The were known to have assembled cars, they perform surgery, and they even handle cargo at airports. But give most robots a needle and thread, and they would probably come undone.
That's why practically all the clothes sold in the world today are still made by hand, often by very low-paid workers in Asia.
Those workers may use tools such as sewing machines but fully automating such labour is difficult. "You have a problem if it's sewing," says Cam Myers, founder and chief executive of California-based CreateMe, a robotics company. "You have to keep [two pieces of fabric] in alignment under motion."
His company takes another approach. Forget sewing – glue the pieces of fabric together instead. "Once the adhesive is laid down, you simply line something over it and stamp." CreateMe has designed robots that do this and the firm is already making women's underwear this way. It will begin producing t-shirts, too, in the coming months. Mass production could follow next year.
Roboticists have eyed the garment manufacturing industry for decades. If machines could ever take over such work, clothes-making could come back to countries in the West, and the environmental footprint of garments might be slashed in the process. But millions of textile workers could also be out of a job.
Just a few percent of clothes sold today in the UK are made here. It's a similar story in the US. Myers says he has customers seeking to market garments as "made in the US", with US-produced cotton, for example.
"We can use cotton, we can use wool, we can use leather," he says, of CreateMe's adhesive-based process. If just 10 percent of t-shirt manufacturing moved back to the US with the help of automation, that would be a huge industry shift, he adds.
The adhesive CreateMe uses is thermoset, which means that ironing or washing machine temperatures aren't enough to melt it and make the clothes fall apart, insists Myers. He adds that, because these garments lack seams, they are streamlined and can also be manufactured on moulds that capture the contours of the human body.

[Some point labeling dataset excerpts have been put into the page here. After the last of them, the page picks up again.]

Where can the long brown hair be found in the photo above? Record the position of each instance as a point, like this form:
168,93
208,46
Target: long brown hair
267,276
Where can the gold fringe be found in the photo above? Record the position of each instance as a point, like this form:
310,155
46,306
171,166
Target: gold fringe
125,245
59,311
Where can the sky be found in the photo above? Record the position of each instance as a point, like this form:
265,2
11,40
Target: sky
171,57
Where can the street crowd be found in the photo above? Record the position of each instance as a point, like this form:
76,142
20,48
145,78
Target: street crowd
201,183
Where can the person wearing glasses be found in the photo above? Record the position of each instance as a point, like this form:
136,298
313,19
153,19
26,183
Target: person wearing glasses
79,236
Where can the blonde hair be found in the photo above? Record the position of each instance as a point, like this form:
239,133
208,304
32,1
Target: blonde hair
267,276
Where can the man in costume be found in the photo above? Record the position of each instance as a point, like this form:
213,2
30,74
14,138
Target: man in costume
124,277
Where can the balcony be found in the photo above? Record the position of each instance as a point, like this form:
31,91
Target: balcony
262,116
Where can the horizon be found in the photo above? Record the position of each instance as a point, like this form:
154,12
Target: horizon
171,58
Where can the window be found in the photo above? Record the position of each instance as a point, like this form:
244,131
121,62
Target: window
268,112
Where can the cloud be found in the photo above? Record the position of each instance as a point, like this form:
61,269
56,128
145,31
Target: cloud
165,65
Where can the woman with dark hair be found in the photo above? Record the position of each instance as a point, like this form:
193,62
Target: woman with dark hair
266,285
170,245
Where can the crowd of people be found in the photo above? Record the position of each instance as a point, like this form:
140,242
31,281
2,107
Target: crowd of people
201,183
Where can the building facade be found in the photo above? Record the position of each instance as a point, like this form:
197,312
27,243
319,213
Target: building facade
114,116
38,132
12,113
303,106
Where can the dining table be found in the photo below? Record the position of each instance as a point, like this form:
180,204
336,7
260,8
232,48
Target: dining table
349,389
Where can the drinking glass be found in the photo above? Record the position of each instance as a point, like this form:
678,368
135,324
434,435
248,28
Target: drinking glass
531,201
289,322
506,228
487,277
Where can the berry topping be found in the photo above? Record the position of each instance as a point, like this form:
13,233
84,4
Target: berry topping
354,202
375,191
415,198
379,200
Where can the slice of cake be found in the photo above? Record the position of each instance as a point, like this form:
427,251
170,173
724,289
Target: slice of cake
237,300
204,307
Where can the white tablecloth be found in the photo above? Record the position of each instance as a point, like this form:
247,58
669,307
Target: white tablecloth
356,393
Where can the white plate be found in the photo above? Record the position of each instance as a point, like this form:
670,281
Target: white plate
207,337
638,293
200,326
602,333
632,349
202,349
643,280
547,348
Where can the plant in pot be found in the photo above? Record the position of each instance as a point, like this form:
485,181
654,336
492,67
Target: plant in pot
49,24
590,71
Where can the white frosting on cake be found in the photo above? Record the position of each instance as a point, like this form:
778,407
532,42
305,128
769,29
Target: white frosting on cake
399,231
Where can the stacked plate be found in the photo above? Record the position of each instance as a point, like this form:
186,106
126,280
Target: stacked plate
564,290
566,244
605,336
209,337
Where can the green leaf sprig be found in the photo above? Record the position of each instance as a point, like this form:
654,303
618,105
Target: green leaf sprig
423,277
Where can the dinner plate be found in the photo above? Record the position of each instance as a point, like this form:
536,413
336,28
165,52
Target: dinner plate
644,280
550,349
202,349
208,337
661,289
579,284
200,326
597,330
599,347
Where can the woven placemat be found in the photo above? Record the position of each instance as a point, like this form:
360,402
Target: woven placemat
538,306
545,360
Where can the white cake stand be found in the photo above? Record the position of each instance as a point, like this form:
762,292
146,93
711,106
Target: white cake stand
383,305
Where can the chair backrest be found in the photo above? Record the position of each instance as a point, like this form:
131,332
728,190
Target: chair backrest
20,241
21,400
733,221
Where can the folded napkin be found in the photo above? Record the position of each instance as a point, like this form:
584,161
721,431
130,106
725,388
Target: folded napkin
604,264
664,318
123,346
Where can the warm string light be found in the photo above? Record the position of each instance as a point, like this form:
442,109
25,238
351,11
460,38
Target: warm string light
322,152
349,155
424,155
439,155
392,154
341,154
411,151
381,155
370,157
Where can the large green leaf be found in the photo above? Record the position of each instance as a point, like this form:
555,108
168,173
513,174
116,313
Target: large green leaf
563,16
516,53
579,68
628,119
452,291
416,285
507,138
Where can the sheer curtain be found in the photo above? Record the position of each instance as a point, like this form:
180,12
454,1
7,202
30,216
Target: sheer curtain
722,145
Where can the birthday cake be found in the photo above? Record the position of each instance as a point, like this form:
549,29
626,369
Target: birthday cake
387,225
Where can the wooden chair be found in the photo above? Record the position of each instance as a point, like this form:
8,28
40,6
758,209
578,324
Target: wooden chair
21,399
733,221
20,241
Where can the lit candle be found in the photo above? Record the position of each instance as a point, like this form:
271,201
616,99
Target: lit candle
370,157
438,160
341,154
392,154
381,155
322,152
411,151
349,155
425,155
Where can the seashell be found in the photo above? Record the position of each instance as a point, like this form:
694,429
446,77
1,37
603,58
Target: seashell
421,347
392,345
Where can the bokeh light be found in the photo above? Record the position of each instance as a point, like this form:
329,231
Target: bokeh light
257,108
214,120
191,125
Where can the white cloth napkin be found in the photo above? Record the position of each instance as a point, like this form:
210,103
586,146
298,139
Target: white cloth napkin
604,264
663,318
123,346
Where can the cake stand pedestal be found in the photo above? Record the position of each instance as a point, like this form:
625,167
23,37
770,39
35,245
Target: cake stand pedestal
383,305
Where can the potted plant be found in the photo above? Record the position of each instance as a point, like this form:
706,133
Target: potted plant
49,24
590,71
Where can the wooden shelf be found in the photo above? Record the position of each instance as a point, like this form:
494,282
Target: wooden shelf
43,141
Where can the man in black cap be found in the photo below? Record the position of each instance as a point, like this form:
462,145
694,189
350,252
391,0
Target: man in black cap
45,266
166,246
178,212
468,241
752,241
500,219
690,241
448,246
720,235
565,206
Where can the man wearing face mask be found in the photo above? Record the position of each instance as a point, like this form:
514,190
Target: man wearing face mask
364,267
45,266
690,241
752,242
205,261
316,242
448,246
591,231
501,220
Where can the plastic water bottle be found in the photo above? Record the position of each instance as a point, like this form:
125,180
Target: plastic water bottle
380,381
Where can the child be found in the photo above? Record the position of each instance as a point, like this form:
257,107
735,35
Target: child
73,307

Even Myers acknowledges that a key challenge in apparel is that it is "high flex" – in other words, you won't get very far if you just make white t-shirts. Customers like choosing from an endless array of garments, with varying form factors, colours and designs. Clothes-producing robots are still a long way from doing all that.
And there remains a debate over the fundamentals.
"We don't believe that sewing is going away," says Palaniswamy Rajan, chairman and chief executive of Softwear Automation, based in the US state of Georgia. He points out that visible stitching is a key component in the design of many fashionable garments, perhaps most famously jeans.
Rajan says that his company will soon announce the third generation of its sewing robots, which he claims will make t-shirts at the same cost as importing them to the US. However, he declines to discuss any details about the technology.